Lebih-lebih ketika Ramadan seperti ini.
Para pengunjung juga bukan peziarah pada umumnya.
Mereka datang dengan busana yang nyetil, banyak
orang menyebut itu gaya you can see. Wow,
siapa sebenarnya Malinda? Banyak orang bertanya-tanya seperti itu. Apakah ia
dulunya seorang istri kiai besar? Atau mungkin ia seorang pemuka agama yang tersohor
pada masanya?

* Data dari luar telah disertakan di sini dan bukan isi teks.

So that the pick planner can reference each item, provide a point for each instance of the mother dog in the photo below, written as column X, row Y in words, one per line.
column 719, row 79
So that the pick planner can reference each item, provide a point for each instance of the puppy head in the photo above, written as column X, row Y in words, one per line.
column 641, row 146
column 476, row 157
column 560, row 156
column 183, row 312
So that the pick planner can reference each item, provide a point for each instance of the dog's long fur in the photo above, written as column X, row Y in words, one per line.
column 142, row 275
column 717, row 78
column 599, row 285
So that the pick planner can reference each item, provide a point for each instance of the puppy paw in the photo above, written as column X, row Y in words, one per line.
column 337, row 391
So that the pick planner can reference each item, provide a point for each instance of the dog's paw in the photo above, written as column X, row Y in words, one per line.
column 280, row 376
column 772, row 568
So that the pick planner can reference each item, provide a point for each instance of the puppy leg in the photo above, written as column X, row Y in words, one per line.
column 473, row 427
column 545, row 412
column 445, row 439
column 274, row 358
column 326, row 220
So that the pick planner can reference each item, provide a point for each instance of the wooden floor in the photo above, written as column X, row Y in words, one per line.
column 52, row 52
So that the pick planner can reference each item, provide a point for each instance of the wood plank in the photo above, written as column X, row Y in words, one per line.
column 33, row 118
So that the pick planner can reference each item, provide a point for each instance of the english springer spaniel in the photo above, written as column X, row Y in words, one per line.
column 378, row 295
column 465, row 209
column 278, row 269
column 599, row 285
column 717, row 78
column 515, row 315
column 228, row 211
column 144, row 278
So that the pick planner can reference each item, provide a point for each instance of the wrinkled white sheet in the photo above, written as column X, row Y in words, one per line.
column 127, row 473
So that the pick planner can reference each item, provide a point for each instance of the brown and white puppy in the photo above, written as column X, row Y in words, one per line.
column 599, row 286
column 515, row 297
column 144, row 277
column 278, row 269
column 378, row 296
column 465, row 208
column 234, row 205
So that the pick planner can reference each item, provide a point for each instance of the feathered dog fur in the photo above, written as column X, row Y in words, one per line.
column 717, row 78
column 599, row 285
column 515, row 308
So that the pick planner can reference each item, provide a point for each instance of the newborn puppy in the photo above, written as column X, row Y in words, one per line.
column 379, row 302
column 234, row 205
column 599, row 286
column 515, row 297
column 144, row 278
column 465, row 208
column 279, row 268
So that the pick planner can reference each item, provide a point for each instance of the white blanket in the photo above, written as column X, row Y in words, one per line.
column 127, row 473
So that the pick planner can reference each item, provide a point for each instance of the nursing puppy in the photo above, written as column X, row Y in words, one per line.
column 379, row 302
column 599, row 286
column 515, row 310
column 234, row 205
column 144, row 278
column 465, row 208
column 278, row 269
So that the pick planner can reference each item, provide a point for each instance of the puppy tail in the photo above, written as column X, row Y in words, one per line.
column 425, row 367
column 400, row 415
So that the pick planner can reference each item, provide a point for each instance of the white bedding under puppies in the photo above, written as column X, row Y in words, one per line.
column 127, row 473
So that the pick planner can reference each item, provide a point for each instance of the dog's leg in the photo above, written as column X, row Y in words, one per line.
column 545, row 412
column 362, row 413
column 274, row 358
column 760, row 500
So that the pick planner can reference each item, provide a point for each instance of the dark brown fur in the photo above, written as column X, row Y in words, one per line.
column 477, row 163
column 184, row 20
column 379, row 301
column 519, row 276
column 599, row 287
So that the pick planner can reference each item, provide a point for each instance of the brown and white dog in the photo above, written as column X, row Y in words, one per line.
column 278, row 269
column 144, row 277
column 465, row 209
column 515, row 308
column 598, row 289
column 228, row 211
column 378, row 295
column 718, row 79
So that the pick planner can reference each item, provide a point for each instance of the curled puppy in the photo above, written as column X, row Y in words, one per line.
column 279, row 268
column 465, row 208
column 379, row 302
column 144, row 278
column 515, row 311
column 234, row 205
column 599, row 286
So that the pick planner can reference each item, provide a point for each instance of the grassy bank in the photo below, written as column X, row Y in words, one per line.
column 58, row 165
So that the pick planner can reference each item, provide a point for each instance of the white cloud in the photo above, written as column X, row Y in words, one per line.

Warga kampung sekitar pun dulunya sering memperdebatkan tentang
hal itu, namun jarang yang berani angkat bicara berpanjang lebar. Kebanyakan
memilih untuk diam. Takut kalau terjadi apa-apa. Maklum karena berurusan dengan
makam.
Pengunjung datang dari berbagai kota. Peziarah
yang aneh, mengenakan pakaian yang aneh-aneh pula. Tidak wajar sebagai seorang
peziarah. Kebanyakan perempuan cantik-cantik dan seksi-seksi yang datang ke
makam itu. Mereka menebar aurat. Hingga terkadang membuat para pemuda warga
kampung setempat dijadikan sebagai wisata tersendiri, mereka menyebutnya
sebagai wisata cuci mata.
Setiap kamis sore para pemuda yang kebanyakan berumur
belasan tak ingin ketinggalan untuk berwisata di makam Malinda. Bukan untuk
menyaksikan makam Malinda yang biasa-biasa saja itu, makam yang hanya ditandai
dengan nisan beton kusam tanpa cat. Tak lain mereka ingin menyaksikan para
peziarah yang cantik-cantik, menor, bahenol dan seksi-seksi setiap harinya.
Lebih-lebih pada bulan Ramadan seperti ini, benar-benar setiap hari selalu saja
banyak peziarahnya. Sehingga membuat para pemuda sangat tak ingin ketinggalan
untuk menyaksikan wisata cuci mata itu.
Hal semacam ini telah menjadi tren tersendiri bagi
para pemuda setempat. Bahkan ada yang bilang kalau melewatkan satu hari saja,
maka akan disebut oleh teman-temannya sebagai pemuda nggak gaul. Mereka tak
peduli dengan bulan Ramadan sekalipun. Bagi mereka sore hari yang paling
menyenangkan adalah ngabuburit sambil berwisata cuci mata di makam Malinda. Bayangkan
saja, wisata cuci mata itu telah menandingi hingar-bingar sebuah konser musik
rock kolosal termegah sepanjang abad ini. Sungguh mampu membius mereka sebagai
tren tersendiri.
Lama-kelamaan wisata cuci mata itu tercium oleh
masyarakat lebih luas. Bahkan kali ini tidak hanya para pemuda yang masih umur
belasan saja, namun para om-om pun tak mau ketinggalan. Kali ini semakin ramai
saja makam Nyai Malinda, orang-orang menyebutnya begitu. Menambahkan gelar nyai
sebelum nama populer Malinda. Sungguh sangat ramai, hingga semua itu telah
dijadikan sebagai tambang untuk mengeruk uang bagi warga setempat. Kepala desa
pun memberi ijin kepada masayarakat untuk menjadi tukang parkir di makam
tersebut, termasuk juga berjualan makanan untuk buka puasa bagi para
pengunjung.
Masyarakat setempat pun sepertinya sangat senang,
ketika banyak mobil mewah berdatangan dari berbagai kota besar di negeri ini.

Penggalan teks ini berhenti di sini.